Tariffs, Labor, and the True Cost of “Cheap” — A Case for Protectionism in the Age of AI and Automation

There's a rising pushback against tariffs in the U.S.—a collective gasp from consumers who have grown fond of low prices and next-day delivery. The sentiment is usually the same: “Tariffs make things more expensive.”

To that, my new reply is simple:
“Tariffs will make the cost of things go up… if they're made in a third world country.”

And that's the point...

Tariffs are often misunderstood as a tool of nationalism or as a blunt instrument in economic warfare. But there's a deeper, more principled foundation to support them: tariffs are a modern rejection of exploitative labor. You could say, in today’s terms, they’re a reversion of slavery cloaked in economics.

Cheap goods often come from regions where labor and treatment standards are minimal, and workers are disposable. We tell ourselves it’s progress because it's not happening here—but it’s not really progress. It’s outsourcing suffering and poor treatment of others.

Consider the article published by Yahoo Finance titled:
Exclusive: Toyota weighs adding U.S. EV production, batteries under review

Toyota is contemplating whether to shift more EV and battery production to U.S. soil. Why? Because tariffs and domestic production incentives are starting to weigh into their calculus. That's good. That's exactly what tariffs are supposed to do: make it more economical to manufacture here, under fair labor laws, paying living wages.

This is not just an economic maneuver—it’s a moral one. And historically, the underlying motivation for abolishing slavery was not just compassion—it was economic modernization. Many of the “benevolent” slave owners once argued that owning slaves came at a cost. They had to feed and house them. It was a business expense, not a humanitarian gesture.

In many ways, our transition away from outright slavery wasn’t a moral awakening, but a monetary shift. And we never really escaped it. We just changed the labels.

Today, factories in developing nations serve as the new plantations. The difference? Corporations don’t have to directly feed or house the workers—they just move to wherever labor is cheapest. They export the cost and import the goods.
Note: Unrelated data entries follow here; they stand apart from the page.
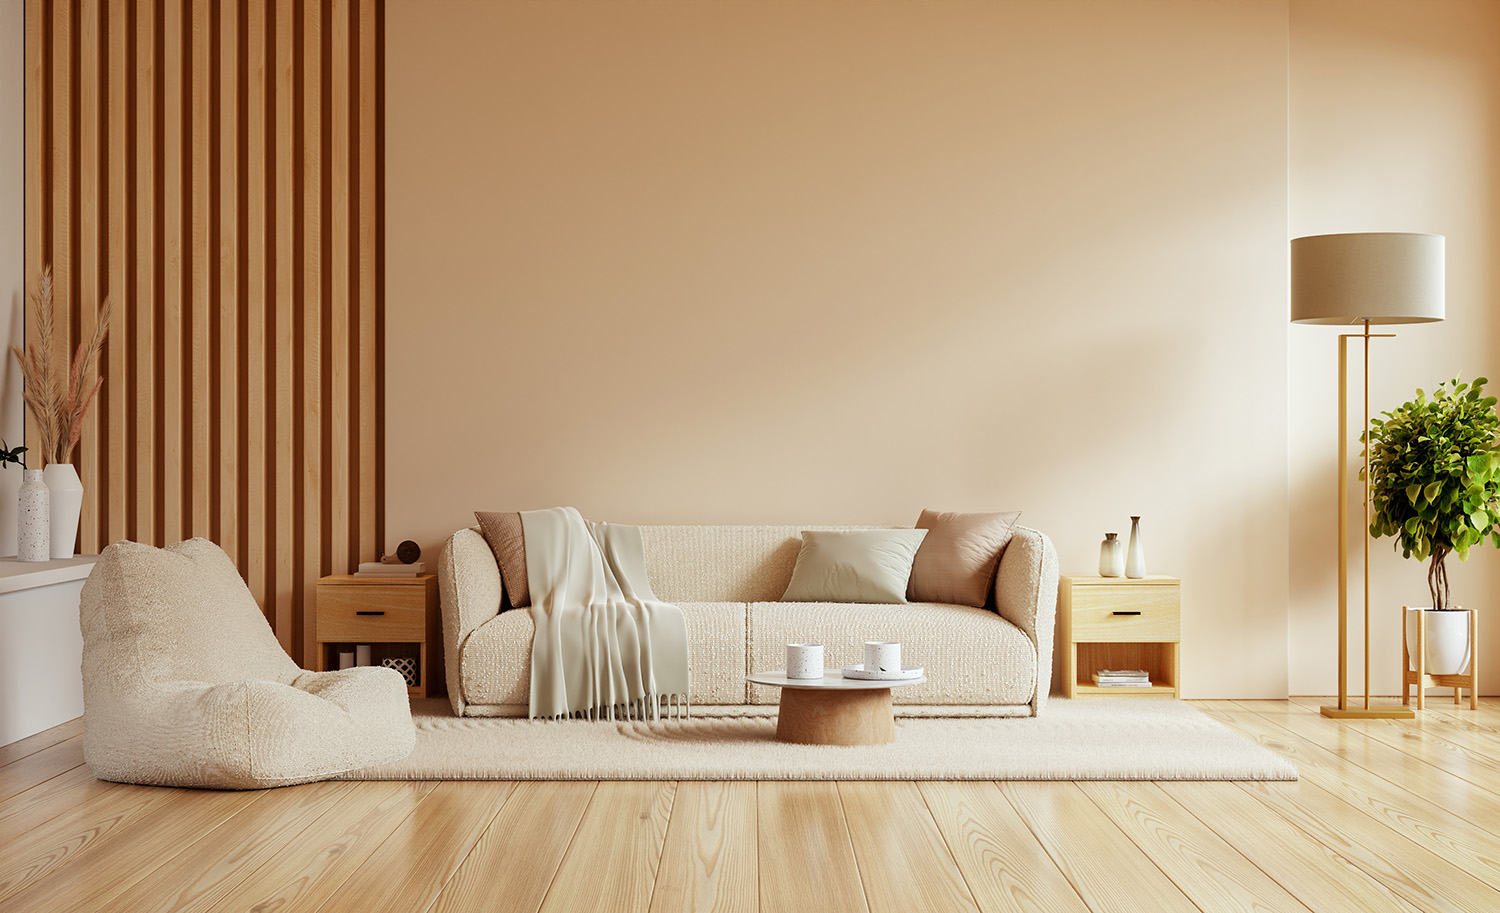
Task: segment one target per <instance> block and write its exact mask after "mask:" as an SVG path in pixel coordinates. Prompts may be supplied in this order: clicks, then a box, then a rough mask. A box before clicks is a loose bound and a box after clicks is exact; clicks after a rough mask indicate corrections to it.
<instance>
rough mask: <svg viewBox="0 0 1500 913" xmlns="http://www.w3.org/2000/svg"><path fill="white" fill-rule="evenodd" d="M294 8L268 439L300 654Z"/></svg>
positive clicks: (289, 32)
mask: <svg viewBox="0 0 1500 913" xmlns="http://www.w3.org/2000/svg"><path fill="white" fill-rule="evenodd" d="M294 19H296V7H294V3H293V0H276V37H275V60H276V73H275V87H276V93H275V105H276V123H275V139H276V172H275V174H276V198H275V204H273V208H275V211H273V213H272V219H273V220H275V225H276V240H275V246H273V252H272V259H273V262H275V264H276V291H275V295H273V301H275V306H273V312H272V315H273V316H272V327H273V331H272V352H273V354H275V373H273V375H272V390H273V391H275V402H276V414H275V423H273V426H272V427H273V429H276V432H278V433H276V435H275V436H273V438H272V441H273V444H275V448H273V450H272V468H273V474H272V480H273V484H275V489H276V496H275V504H273V507H272V516H273V517H275V520H276V526H275V529H273V532H272V544H270V552H272V555H275V556H276V568H275V571H273V577H272V580H273V582H275V589H273V591H272V592H275V594H276V597H275V598H276V637H278V639H279V640H281V643H282V646H284V648H285V649H287V652H290V654H291V655H294V657H297V655H302V627H300V624H299V622H300V621H302V619H300V615H299V613H297V612H296V609H297V607H299V606H300V601H302V600H300V597H299V595H297V594H299V592H300V589H299V588H297V585H296V582H294V580H293V555H294V552H296V549H297V543H296V541H294V535H296V532H297V531H299V529H302V522H300V517H297V516H294V513H293V480H294V475H296V474H297V472H299V469H300V466H297V463H296V459H294V454H293V432H294V424H293V423H296V421H297V415H296V412H293V408H291V406H293V358H294V355H296V351H294V349H293V346H294V345H296V342H297V337H296V334H294V333H293V322H291V318H293V300H291V295H293V270H294V268H296V261H294V253H293V234H294V231H293V229H294V228H296V225H294V217H296V216H294V213H296V210H294V207H293V202H294V193H296V186H294V184H293V136H294V130H293V126H294V124H293V66H294V61H293V28H294Z"/></svg>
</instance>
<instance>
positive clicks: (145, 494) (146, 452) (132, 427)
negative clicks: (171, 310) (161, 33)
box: [33, 0, 162, 543]
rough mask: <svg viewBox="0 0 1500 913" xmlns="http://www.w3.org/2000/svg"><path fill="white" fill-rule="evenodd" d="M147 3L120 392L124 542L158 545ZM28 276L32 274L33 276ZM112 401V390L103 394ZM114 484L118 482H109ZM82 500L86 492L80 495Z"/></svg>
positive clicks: (154, 295)
mask: <svg viewBox="0 0 1500 913" xmlns="http://www.w3.org/2000/svg"><path fill="white" fill-rule="evenodd" d="M151 7H153V3H150V1H148V0H136V7H135V123H132V124H130V129H133V130H135V237H133V238H130V241H132V244H133V247H135V264H133V265H135V289H133V292H135V300H133V301H130V307H132V310H133V312H135V319H133V321H132V322H133V325H135V340H133V342H135V346H133V349H135V351H133V361H132V372H130V373H132V378H133V382H132V384H130V388H129V390H127V391H124V394H126V396H124V399H126V403H127V414H129V417H130V444H132V448H133V451H135V484H133V489H132V496H133V501H135V516H133V517H132V520H133V525H132V528H130V531H129V535H130V538H133V540H138V541H145V543H160V541H162V534H160V528H159V519H160V514H159V511H157V510H156V505H157V486H156V460H157V447H156V441H157V436H159V435H157V433H156V427H157V424H159V412H157V409H156V388H157V385H159V379H157V376H156V346H157V340H156V306H154V301H156V289H157V265H159V261H157V256H156V253H157V238H156V217H157V211H156V186H157V183H156V154H157V147H156V144H157V132H159V112H157V105H156V84H157V78H159V76H160V66H159V63H157V48H159V43H157V42H159V34H157V31H156V13H154V10H153V9H151ZM33 273H34V271H33ZM104 393H105V396H113V394H114V391H113V390H107V391H104ZM111 481H113V483H117V481H118V478H115V480H111ZM84 496H87V492H86V493H84Z"/></svg>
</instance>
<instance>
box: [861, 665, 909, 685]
mask: <svg viewBox="0 0 1500 913" xmlns="http://www.w3.org/2000/svg"><path fill="white" fill-rule="evenodd" d="M843 676H844V678H846V679H859V681H861V682H904V681H909V679H919V678H922V667H921V666H901V672H898V673H889V672H883V673H882V672H865V670H864V666H844V667H843Z"/></svg>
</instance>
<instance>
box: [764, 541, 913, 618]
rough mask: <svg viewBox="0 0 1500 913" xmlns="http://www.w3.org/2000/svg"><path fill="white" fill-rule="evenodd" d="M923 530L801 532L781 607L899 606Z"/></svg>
mask: <svg viewBox="0 0 1500 913" xmlns="http://www.w3.org/2000/svg"><path fill="white" fill-rule="evenodd" d="M926 535H927V531H926V529H852V531H838V532H834V531H814V529H807V531H804V532H802V550H801V552H798V555H796V567H795V568H793V570H792V582H790V583H789V585H787V586H786V594H784V595H783V597H781V601H783V603H904V601H906V583H907V579H909V577H910V576H912V561H913V559H915V558H916V549H918V547H919V546H921V544H922V538H924V537H926Z"/></svg>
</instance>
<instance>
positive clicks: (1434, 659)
mask: <svg viewBox="0 0 1500 913" xmlns="http://www.w3.org/2000/svg"><path fill="white" fill-rule="evenodd" d="M1470 612H1473V609H1448V610H1443V612H1436V610H1433V609H1409V610H1407V651H1409V652H1410V654H1412V672H1416V625H1418V619H1421V618H1424V616H1425V618H1427V625H1425V627H1427V673H1428V675H1463V673H1466V672H1469V655H1470V649H1472V645H1470V643H1469V613H1470Z"/></svg>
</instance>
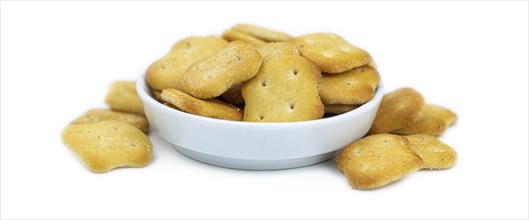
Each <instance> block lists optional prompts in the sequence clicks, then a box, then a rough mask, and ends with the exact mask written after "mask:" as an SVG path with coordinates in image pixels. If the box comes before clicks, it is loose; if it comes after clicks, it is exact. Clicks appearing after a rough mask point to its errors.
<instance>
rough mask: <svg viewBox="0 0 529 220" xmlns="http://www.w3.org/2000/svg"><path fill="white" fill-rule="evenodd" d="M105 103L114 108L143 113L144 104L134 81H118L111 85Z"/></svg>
mask: <svg viewBox="0 0 529 220" xmlns="http://www.w3.org/2000/svg"><path fill="white" fill-rule="evenodd" d="M105 103H106V104H107V105H108V106H110V108H111V109H112V110H116V111H122V112H129V113H135V114H140V115H143V114H145V113H144V112H143V104H141V100H140V97H139V96H138V93H137V92H136V83H135V82H134V81H116V82H114V83H112V84H111V85H110V88H109V90H108V93H107V96H106V98H105Z"/></svg>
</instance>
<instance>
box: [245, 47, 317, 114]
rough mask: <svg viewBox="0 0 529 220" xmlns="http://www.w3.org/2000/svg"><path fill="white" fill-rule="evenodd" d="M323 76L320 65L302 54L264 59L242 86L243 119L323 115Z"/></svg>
mask: <svg viewBox="0 0 529 220" xmlns="http://www.w3.org/2000/svg"><path fill="white" fill-rule="evenodd" d="M320 77H321V74H320V71H319V70H318V67H317V66H316V65H315V64H314V63H312V62H310V61H309V60H307V59H306V58H304V57H301V56H293V55H286V56H280V57H276V58H272V59H271V60H268V61H266V62H264V63H263V66H262V67H261V69H260V70H259V73H258V74H257V75H256V76H255V77H254V78H252V79H251V80H249V81H248V82H246V83H244V84H243V86H242V95H243V97H244V100H245V102H246V106H245V109H244V120H245V121H253V122H292V121H305V120H313V119H319V118H321V117H322V116H323V111H324V109H323V103H322V102H321V101H320V98H319V95H318V80H319V79H320Z"/></svg>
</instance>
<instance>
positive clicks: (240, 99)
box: [222, 83, 244, 105]
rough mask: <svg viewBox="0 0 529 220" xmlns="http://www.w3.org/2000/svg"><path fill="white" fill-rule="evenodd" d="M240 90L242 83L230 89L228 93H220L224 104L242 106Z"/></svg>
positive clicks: (241, 87)
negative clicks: (224, 100)
mask: <svg viewBox="0 0 529 220" xmlns="http://www.w3.org/2000/svg"><path fill="white" fill-rule="evenodd" d="M241 88H242V83H241V84H239V85H235V86H233V87H231V88H230V89H228V91H226V92H224V93H222V98H223V99H224V100H226V102H228V103H230V104H233V105H242V104H244V98H243V97H242V92H241Z"/></svg>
Tariffs challenge that dynamic. They say: “If you want access to our markets, play by fair rules. Pay people fairly. Don’t race to the bottom.”

And yes, tariffs might make some things more expensive. But maybe they were too cheap to begin with.
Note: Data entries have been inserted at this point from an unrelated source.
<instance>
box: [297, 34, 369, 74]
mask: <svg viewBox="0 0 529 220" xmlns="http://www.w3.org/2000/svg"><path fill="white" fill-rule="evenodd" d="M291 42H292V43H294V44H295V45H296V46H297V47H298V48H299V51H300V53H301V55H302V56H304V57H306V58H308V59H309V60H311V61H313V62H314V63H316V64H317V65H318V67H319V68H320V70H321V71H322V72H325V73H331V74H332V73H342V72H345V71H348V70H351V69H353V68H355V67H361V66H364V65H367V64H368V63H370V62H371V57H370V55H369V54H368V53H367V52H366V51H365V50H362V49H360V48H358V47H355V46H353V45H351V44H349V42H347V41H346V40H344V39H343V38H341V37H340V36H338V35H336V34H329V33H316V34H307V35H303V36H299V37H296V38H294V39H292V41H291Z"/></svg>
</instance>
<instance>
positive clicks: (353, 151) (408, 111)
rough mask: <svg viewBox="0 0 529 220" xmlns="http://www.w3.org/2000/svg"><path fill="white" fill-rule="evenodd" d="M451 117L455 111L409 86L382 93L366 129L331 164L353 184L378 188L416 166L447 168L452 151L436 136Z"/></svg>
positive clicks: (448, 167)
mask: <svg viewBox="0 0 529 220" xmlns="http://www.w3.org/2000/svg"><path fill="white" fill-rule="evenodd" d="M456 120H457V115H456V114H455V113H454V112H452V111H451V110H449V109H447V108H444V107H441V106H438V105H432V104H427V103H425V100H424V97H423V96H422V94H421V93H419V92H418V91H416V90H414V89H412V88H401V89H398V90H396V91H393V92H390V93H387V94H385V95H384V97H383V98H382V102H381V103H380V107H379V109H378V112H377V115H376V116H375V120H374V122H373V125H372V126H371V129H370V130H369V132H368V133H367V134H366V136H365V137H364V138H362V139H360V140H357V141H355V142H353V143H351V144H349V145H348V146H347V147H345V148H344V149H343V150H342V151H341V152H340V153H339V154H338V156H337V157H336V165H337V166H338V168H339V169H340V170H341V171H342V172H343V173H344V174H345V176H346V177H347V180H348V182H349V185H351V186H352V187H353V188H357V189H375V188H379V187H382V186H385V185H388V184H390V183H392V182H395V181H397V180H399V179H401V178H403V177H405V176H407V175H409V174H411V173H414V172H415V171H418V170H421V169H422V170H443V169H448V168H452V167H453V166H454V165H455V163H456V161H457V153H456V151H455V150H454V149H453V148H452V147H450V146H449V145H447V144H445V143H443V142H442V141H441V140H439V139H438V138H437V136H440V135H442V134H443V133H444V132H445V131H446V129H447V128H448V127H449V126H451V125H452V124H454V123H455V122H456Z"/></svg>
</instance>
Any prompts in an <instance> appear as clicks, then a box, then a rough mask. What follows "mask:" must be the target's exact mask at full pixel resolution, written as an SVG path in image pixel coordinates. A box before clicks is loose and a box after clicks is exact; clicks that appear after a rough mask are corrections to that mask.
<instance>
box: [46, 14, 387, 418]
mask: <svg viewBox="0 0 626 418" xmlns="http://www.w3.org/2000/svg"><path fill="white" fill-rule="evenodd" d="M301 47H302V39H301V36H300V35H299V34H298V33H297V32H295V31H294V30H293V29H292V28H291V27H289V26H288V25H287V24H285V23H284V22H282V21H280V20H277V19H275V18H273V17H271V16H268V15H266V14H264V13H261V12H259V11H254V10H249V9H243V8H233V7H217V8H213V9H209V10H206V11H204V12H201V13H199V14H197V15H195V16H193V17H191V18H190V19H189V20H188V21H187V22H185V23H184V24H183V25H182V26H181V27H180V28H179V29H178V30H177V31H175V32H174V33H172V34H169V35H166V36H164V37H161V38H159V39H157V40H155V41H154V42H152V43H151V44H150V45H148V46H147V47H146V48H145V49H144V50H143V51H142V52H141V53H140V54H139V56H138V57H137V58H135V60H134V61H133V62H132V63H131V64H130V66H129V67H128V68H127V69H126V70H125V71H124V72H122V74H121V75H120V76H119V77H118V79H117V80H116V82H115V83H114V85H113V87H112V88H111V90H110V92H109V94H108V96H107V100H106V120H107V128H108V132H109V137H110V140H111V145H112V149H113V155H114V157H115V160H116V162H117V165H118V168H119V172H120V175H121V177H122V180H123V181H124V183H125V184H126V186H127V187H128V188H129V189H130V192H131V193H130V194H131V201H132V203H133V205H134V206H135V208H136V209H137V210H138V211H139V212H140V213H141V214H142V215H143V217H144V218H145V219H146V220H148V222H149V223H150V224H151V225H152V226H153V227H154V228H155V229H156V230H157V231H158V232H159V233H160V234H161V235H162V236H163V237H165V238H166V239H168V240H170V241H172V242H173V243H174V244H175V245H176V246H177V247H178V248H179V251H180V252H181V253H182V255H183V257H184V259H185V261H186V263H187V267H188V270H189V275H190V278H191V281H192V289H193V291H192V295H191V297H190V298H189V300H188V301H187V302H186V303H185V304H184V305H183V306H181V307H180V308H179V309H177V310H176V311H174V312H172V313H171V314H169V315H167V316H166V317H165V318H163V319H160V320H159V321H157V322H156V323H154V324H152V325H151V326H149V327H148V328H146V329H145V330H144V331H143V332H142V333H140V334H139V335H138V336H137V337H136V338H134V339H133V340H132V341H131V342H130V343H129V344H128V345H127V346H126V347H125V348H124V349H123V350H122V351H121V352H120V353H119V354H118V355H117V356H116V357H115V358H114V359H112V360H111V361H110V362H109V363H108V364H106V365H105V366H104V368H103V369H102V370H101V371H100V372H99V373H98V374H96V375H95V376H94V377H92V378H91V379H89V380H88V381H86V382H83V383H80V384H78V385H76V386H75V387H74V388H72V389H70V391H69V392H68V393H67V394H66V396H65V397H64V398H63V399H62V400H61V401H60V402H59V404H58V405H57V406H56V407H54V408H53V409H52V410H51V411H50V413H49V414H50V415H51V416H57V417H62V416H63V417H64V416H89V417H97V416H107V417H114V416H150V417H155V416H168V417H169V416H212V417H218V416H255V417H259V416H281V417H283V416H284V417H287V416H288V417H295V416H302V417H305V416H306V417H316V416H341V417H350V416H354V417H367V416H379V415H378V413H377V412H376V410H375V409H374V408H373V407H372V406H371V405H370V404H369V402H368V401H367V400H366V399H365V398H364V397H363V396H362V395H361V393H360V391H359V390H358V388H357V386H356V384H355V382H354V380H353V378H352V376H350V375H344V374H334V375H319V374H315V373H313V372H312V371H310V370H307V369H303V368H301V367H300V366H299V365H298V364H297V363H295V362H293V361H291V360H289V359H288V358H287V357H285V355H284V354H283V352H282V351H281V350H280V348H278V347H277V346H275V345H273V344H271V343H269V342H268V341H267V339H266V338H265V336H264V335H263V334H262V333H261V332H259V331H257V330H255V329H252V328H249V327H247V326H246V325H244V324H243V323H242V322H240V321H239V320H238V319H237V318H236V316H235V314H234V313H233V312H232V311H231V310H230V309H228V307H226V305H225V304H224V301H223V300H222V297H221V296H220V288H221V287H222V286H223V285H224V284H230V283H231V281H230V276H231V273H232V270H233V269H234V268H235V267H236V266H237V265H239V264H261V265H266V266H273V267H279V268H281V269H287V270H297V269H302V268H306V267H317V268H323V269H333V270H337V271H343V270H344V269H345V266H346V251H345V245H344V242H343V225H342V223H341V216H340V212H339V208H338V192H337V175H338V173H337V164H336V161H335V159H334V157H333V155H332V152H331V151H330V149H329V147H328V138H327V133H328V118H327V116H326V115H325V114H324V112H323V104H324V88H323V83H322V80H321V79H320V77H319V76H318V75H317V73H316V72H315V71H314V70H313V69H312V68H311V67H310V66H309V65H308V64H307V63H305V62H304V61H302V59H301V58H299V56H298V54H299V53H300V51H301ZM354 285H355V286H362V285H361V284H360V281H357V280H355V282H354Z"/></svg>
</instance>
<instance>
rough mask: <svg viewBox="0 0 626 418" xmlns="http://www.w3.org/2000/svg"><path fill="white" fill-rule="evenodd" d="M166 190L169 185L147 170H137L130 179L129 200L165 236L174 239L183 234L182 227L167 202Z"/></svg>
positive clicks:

Michael’s Commentary: The Danger of Pricing in Perfection

As an investor, I believe in innovation—but I approach it with caution. I'm not here to argue whether electric vehicles (EVs) are the future. That debate is long over—and frankly, it's just a stupid one at this point. I usually end those conversations with a simple line:
“I understand—you’ve never owned an EV.”

As a 10+ year EV owner, trust me—I don’t miss gas stations. I don’t miss oil changes. I don’t miss mufflers, air filters, or waiting in garages. Even in our longer-range Tesla, sure, we charge more often—but come on. I can refuel in my driveway. That minor trade-off only shows up during rare long trips, and even then, charging infrastructure is growing steadily.

Convenience.
Cost savings.
Performance.
These aren't hypothetical perks—they're daily realities for EV owners.

But while EVs are here to stay, the investment risks around EV stocks—especially market leaders like Tesla, and to a growing extent Toyota—are worth discussing. These companies are priced for perfection. All the future growth, all the regulatory wins, all the technological breakthroughs—they’re already baked into the price.
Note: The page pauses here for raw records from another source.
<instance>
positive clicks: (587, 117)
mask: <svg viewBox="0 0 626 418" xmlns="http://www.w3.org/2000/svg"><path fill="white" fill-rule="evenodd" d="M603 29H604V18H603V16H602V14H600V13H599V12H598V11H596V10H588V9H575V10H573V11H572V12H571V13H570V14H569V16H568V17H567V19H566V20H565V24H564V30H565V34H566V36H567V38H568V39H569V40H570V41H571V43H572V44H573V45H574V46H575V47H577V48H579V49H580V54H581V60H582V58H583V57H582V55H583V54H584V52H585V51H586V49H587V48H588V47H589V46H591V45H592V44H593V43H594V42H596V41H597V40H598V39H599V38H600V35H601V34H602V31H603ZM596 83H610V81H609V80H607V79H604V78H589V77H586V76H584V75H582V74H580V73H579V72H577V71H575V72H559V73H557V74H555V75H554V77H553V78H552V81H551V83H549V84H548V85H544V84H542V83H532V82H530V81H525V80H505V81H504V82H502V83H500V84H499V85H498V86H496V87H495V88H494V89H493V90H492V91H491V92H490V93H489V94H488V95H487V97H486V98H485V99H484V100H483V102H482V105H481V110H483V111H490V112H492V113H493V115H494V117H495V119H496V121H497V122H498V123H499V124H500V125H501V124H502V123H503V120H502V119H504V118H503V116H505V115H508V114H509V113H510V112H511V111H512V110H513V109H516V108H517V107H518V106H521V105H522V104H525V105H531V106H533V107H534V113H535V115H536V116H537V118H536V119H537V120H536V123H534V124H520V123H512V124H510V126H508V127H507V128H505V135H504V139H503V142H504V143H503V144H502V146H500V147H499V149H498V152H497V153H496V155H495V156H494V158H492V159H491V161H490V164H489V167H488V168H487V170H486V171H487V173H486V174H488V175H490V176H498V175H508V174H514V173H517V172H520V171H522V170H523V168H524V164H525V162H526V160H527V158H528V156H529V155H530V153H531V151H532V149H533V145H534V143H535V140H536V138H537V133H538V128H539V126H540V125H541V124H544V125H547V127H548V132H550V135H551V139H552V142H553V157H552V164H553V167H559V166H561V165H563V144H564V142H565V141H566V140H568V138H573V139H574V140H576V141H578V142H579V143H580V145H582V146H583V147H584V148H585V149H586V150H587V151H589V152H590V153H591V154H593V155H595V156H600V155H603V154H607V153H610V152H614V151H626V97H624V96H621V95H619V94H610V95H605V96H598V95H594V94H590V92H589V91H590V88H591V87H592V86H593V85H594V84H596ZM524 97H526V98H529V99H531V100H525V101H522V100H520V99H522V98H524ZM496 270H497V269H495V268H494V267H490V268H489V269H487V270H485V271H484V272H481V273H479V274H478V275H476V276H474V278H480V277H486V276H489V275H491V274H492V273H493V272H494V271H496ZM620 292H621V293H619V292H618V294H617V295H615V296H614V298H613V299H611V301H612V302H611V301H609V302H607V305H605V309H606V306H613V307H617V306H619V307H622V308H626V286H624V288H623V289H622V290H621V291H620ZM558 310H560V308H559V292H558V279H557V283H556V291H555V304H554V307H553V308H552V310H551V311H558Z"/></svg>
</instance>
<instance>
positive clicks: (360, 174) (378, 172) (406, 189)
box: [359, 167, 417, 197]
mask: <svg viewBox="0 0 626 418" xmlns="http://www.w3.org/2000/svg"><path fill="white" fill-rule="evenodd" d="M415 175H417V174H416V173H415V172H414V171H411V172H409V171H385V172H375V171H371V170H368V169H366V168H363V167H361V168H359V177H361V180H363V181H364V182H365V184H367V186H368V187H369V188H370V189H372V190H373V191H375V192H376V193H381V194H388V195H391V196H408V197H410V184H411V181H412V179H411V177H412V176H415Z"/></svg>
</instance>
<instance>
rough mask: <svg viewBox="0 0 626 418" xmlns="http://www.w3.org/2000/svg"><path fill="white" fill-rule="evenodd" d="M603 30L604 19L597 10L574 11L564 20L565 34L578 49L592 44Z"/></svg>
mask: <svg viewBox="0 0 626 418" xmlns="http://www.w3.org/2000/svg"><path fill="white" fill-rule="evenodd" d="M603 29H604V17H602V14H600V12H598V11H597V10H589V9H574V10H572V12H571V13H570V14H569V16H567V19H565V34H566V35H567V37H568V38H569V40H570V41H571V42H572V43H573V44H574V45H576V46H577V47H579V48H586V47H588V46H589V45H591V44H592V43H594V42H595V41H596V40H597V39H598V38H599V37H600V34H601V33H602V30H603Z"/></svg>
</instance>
If even one variable stumbles—production delays, rising competition, weakening demand—it won’t take much for a major repricing to occur. When expectations are sky-high, the fall doesn’t have to be far to be painful.

That’s the problem with investing at the top of the market:
The room for error disappears.

Anticipation becomes valuation. And when that anticipation cracks, so does the price.

Disclaimer:

This blog post is intended for informational and educational purposes only. It does not constitute investment advice, financial planning, or a recommendation to buy or sell any securities mentioned herein. The views expressed are my own as an individual investor and may not reflect broader market opinions. Investing involves risks, including the potential loss of principal. Always do your own research or consult a financial advisor before making investment decisions.